I put the k-sport 356mm kit on mine and they not too bad tbh not been on track yet tho.


----------



## cossie0_4 (Dec 25, 2008)

is it worth fitting r33gtr brembos are they much better than my standard ones cheers


----------



## G40tee (Feb 25, 2008)

tbh id go for something bigger than 33/34 brembos matey

i went from 33gtr brembos to ap 6 pots and wow id never go back!

what kind of budget are you on?

sometimes cracking deals come up on here!


----------



## zakiidin (Nov 22, 2006)

ive got D2 6 pots on mine to replace the stock R32 gtr front brakes. it came with the calipers,pads,rotor,brake lines... it cost me around sgd2400 including delivery. here's the link mate.

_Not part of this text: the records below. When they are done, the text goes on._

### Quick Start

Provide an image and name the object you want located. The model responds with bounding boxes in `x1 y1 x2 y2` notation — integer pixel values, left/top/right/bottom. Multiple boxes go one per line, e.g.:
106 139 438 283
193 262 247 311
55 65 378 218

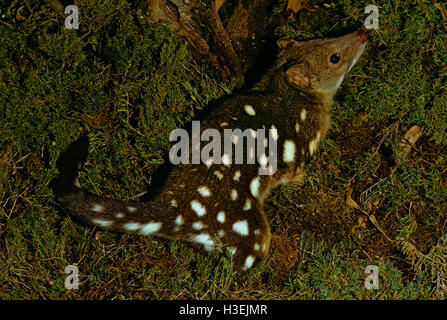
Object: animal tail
50 136 172 236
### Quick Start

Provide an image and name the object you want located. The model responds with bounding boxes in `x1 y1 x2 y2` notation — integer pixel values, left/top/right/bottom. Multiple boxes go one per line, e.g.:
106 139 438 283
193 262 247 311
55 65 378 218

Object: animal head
276 31 366 94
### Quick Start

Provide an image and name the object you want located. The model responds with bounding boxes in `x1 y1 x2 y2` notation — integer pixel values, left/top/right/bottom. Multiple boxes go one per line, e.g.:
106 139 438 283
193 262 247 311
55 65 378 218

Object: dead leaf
346 187 360 209
400 126 423 154
287 0 306 13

http://www.d2racingsport.com


----------



## ShaggyR32GTR (Feb 29, 2008)

I went for 330 disk, 8 pot k-sport up front, not too bad tbo, worth a try if you dont wanna spend double that on other brand makes. They scrub the speed of pretty dam well :thumbsup:


----------



## Adam Kindness (Jun 22, 2002)

we use the 356mm 8pot Ksports on our TimeAttack R32 GTR. They are very good.

Had a slightly sticky piston or two at the start of the season, but cleaned them up and back to tip top 

We've run both Ferrodo DS2500 and Carbotech XP10's on them. Cant fault them yet.

Just a pity they have gone up in price as I want a set of the 330's for the Impreza


----------